Em setembro de 2008, Portugal era um país muito diferente do que é hoje. Tinha uma dívida pública de 71.7%, face ao PIB, aproximadamente metade da que tem atualmente, que é estimada em cerca de 131.6%. Passados oito anos (cinco dos quais vividos em regime de austeridade) e 78 mil milhões de euros depois o que esperar do Orçamento de Estado para 2017?

Para responder a essa pergunta, teremos de dar um passo atrás e olhar para as coisas de uma posição diferente. Eis o ponto de partida: a austeridade aplicada a partir de 2011 encerrou dois tipos de agressão, subjetiva e objetiva, ao povo português. Por ordem de ideias, em primeiro lugar, houve uma violência simbólica consubstanciada na linguagem e na forma como a austeridade nos foi imposta, justificada e mantida. Em segundo lugar, houve uma investida violenta e objetiva ao bolso do contribuinte, único meio encontrado para atenuar as consequências catastróficas dos efeitos gerados pela crise que assolou o nosso sistema económico e financeiro.

Contudo, a crise per si não justifica tudo o que aconteceu à nossa economia, nem explica toda a desgraça que se abateu sobre o contribuinte, sendo que não estão isentos de responsabilidade todos os anteriores executivos que nos governaram nos últimos 40 anos, nem as entidades de regulação que deveriam ter funcionado e não funcionaram.

Ao analisar as medidas em vigor, que constam do Orçamento de Estado de 2016, poder-se-á sustentar que passos significativos foram dados para reverter algumas das medidas de austeridade, que severamente foram aplicadas nos últimos cinco longos anos. O que desde logo, devolveu alguma esperança aos portugueses, mas que considero manifestamente insuficiente.

Embora, reconheça o esforço e o empenhamento do atual governo, que já cumpriu com mais de metade das medidas estabelecidas nos acordos celebrados com os partidos de esquerda, designadamente a reposição dos salários dos funcionários públicos até ao final do ano; a redução do IVA na restauração; a devolução de parte da sobretaxa de IRS; e a atualização das pensões; muito há ainda por fazer, nomeadamente o compromisso para acabar com a sobretaxa de IRS; a promessa de atualização dos salários dos funcionários públicos, que aliás têm ordenados com cortes desde 2010 (primeira grande medida de austeridade); o descongelamento das progressões nas carreiras da Administração Pública; o alívio do IRS através das mexidas nos escalões; a baixa da TSU para os trabalhadores com ordenados abaixo dos 600 euros; o descongelamento do Indexante de Apoios Sociais (IAS); e o aumento do valor das pensões mínimas.

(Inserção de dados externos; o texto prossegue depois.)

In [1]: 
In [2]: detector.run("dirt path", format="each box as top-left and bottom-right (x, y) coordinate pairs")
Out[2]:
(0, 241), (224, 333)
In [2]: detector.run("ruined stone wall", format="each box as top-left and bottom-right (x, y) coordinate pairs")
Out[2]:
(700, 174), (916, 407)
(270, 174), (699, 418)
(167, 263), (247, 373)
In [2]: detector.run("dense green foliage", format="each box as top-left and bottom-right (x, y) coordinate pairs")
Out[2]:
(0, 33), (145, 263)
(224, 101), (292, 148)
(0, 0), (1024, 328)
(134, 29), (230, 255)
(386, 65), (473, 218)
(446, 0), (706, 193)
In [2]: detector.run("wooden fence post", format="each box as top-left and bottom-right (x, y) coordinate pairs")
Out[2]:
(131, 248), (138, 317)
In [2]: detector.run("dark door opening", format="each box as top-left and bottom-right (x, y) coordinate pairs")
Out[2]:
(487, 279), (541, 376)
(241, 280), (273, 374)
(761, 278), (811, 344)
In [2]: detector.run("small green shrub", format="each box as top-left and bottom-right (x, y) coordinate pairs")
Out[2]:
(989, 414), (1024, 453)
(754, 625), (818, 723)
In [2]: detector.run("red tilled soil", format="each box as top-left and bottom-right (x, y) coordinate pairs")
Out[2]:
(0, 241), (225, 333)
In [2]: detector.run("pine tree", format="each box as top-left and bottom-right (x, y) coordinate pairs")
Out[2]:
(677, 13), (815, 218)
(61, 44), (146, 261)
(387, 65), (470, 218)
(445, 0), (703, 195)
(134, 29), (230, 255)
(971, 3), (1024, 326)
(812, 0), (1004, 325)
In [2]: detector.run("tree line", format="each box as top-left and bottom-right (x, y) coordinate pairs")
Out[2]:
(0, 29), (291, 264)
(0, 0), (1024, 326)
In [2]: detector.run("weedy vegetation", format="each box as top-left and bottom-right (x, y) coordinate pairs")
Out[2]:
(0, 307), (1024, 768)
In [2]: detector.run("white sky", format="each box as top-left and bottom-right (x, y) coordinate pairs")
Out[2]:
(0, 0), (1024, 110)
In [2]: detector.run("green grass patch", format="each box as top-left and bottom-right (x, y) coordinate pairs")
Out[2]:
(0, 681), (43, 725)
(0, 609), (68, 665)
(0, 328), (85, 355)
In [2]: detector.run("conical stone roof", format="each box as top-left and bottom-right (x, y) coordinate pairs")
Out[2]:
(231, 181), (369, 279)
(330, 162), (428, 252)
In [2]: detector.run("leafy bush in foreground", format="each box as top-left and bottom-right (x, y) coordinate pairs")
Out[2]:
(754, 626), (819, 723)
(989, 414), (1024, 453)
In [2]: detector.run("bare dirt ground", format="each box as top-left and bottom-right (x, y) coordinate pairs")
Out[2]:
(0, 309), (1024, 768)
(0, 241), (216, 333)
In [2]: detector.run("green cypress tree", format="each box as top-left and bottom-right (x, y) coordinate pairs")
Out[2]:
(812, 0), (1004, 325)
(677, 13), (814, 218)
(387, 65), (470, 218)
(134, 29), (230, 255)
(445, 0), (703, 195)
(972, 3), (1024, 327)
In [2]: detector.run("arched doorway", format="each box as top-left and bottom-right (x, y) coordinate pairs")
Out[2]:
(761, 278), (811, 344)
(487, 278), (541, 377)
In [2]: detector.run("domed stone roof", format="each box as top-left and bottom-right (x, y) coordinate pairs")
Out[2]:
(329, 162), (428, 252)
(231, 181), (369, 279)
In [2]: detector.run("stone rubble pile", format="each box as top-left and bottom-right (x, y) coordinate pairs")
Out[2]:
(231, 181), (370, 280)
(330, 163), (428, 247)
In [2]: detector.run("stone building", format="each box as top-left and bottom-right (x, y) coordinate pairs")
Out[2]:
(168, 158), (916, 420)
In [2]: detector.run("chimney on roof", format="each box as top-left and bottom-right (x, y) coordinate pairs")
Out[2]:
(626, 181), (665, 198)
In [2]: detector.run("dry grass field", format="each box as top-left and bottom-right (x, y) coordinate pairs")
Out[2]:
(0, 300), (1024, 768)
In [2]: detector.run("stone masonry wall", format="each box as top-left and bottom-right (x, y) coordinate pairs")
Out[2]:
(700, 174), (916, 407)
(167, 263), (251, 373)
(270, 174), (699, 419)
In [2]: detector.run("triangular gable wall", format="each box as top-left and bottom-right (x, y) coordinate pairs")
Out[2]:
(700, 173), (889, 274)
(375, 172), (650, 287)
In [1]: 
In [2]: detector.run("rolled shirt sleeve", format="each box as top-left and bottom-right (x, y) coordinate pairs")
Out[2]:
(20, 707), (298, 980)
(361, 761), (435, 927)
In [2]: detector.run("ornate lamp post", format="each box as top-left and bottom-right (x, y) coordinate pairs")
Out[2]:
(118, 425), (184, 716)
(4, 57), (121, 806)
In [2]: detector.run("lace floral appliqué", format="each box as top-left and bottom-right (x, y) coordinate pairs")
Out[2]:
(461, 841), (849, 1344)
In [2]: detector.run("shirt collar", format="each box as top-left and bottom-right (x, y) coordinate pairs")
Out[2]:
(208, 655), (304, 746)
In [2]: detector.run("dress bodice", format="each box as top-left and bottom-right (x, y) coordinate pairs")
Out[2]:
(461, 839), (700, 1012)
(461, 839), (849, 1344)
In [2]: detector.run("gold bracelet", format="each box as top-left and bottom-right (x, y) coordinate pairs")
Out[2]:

Nesta linha de raciocínio, considero que ainda há um longo caminho a percorrer no sentido de devolver o rendimento usurpado às famílias e 2017 é o momento certo para desfazer a espiral de austeridade que se abateu sobre Portugal.

A premissa subjacente de que parto é a de que há algo intrinsecamente cruel e ineficaz na aplicação deste tipo de políticas, desde logo, a avaliar pelo valor em que se situa a dívida pública atual, que confirma que o rumo à austeridade não levou a "jangada de pedra" a bom porto.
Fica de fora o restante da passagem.